Tiyatrodan hemen sonra, yanlarında trabzan taşları ile taş merdivenleri olan, kare veya dikdörtgen planlı, dönemin tipik taş işçiliğiyle yapılmış, Helenistik dönem evleri görülüyor.

Doğu’ya doğru gidilince, küçük bir Helenistik tapınak var. Bir podyumun üzerinde yükselen tapınak; ana salon duvarları ve dış kolonları ile, tabandaki duvar halen ayakta. Var olan mimari kalıntılardan, yapıldığı dönemde, tapınağın ön cephesinin sütunlu ve Dor tarzında olduğu anlaşılıyor.

13’ncü yüzyılın başlarından itibaren, Selçuklular, tıpkı diğer bazı kentlerde yaptıkları gibi, buraya da, küçük guruplar halinde gelir ve yerleşirler. Geleneklerine bağlı olarak; Akropolis’te, küçük ve ince duvarlı ve mazgallı bir kale inşa ederler.
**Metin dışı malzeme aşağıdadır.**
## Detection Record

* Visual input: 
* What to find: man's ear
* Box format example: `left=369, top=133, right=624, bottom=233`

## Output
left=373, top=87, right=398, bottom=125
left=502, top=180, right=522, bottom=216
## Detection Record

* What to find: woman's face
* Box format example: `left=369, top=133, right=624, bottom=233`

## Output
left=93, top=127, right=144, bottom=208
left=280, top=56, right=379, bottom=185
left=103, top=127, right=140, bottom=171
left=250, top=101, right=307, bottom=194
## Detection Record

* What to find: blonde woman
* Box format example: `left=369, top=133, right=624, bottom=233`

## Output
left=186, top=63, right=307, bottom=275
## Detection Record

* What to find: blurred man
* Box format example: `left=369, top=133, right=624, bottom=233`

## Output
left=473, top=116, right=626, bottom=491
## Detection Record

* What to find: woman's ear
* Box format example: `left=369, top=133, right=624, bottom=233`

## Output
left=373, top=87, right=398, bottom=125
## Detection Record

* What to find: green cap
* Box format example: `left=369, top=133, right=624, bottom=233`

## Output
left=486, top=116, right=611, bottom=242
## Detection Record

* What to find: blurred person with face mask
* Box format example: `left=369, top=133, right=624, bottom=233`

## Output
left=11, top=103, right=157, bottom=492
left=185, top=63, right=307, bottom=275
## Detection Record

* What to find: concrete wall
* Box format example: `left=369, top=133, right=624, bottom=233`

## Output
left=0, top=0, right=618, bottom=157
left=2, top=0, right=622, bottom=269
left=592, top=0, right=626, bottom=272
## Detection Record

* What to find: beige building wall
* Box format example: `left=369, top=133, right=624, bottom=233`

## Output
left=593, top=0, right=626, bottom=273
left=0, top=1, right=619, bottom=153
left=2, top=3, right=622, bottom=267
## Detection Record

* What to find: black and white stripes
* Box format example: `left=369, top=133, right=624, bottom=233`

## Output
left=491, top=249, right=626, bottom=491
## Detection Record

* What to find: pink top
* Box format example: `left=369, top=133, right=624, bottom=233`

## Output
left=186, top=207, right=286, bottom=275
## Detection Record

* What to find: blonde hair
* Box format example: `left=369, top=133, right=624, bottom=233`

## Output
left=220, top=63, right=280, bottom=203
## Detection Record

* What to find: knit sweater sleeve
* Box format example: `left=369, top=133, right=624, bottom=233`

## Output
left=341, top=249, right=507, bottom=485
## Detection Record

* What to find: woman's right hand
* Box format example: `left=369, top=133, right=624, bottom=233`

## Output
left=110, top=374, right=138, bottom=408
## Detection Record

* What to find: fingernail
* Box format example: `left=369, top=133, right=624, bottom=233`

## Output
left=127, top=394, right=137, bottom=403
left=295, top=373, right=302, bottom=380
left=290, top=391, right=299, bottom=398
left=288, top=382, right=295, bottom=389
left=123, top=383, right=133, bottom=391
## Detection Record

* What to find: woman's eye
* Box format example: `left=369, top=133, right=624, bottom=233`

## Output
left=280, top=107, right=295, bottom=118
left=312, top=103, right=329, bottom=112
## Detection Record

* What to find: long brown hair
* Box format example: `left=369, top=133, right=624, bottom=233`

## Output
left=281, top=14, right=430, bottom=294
Bunun yanında, Selçuklu döneminden, günümüze gelen en ilginç yapı, Akropolis’in kuzeybatı bölümündeki, kare ve kubbeli camidir.

Üst kapıdan, köye dönerken, önce mezarlardan oluşan, nekropol (mezarlık) alanından geçilir. Buradaki mezarların çoğu, basit toprak mezarlar.

Düzgün taşların ise, mezar taşı olduğu sanılıyor. Daha sonra; iyi muhafaza edilmiş bir kuleye ulaşılır. Kare planlı kulenin iki katı var ve alt kata açılan bir de kapı bulunuyor. Üst kısmında ise, siperler görülüyor.

Kulenin güneybatısındaki terasta, stadyum görülebilir. Oldukça kötü durumda. Günümüzde, geçmişten geriye, sadece batı kenarı boyunca tonozların üzerinde uzanan seyirci sıraları kalmış. Sınırları ise, belli belirsiz.

Bölgede; zamanında, muhtemelen ihtiyacı karşılayacak yeterli su kaynağı yoktu. Çünkü: Helenistik dönemden itibaren, kapalı ve açık su sarnıçlarının yapımına büyük önem verildiği hissediliyor.

Evet; tüm bunlar yanında, Sillyon antik kentinde, resmi kazıların, henüz başlamadığını öğreniyorum ve şaşırıyorum. Tam bir tarih hazinesi ve resmi kazılar başlamamış ama büyük olasılıkla gayri resmi, yani hırsızlık kazılarının her türlüsünün yapıldığını düşünmemek elde değil.

Umarım; buradan çıkarılacak muhteşem kalıntıların büyük bölümü çalınmadan, resmi kazıların yapılacağı tarih veya tarihlere kadar muhafaza edilebilir. Kalıntılar şehri, yalnızca tarih ile ilgilenenler için ilginç gelebilir.

Fakat; bulunduğu yükseklik nedeniyle sahip olduğu uzun mesafeli görüş ve manzara, gerçekten muhteşem.

Tarihe meraklı olmayanlar da, gerçekten bu manzarayı seyretmek için, burayı ziyaret etmeli. Mutlaka gelmenizi önereceğim, gerek tarih ve gerekse panoramik manzara yönünden eşsiz bir yer.

Yalnızca; girişteki, tırmanmanız gereken tatlı meyil, bir nebze de olsa size belki zor gelebilir, bunu düşünmelisiniz.

Yoksa, çıktıktan sonra, inanın tam bir tarih harikası diyar.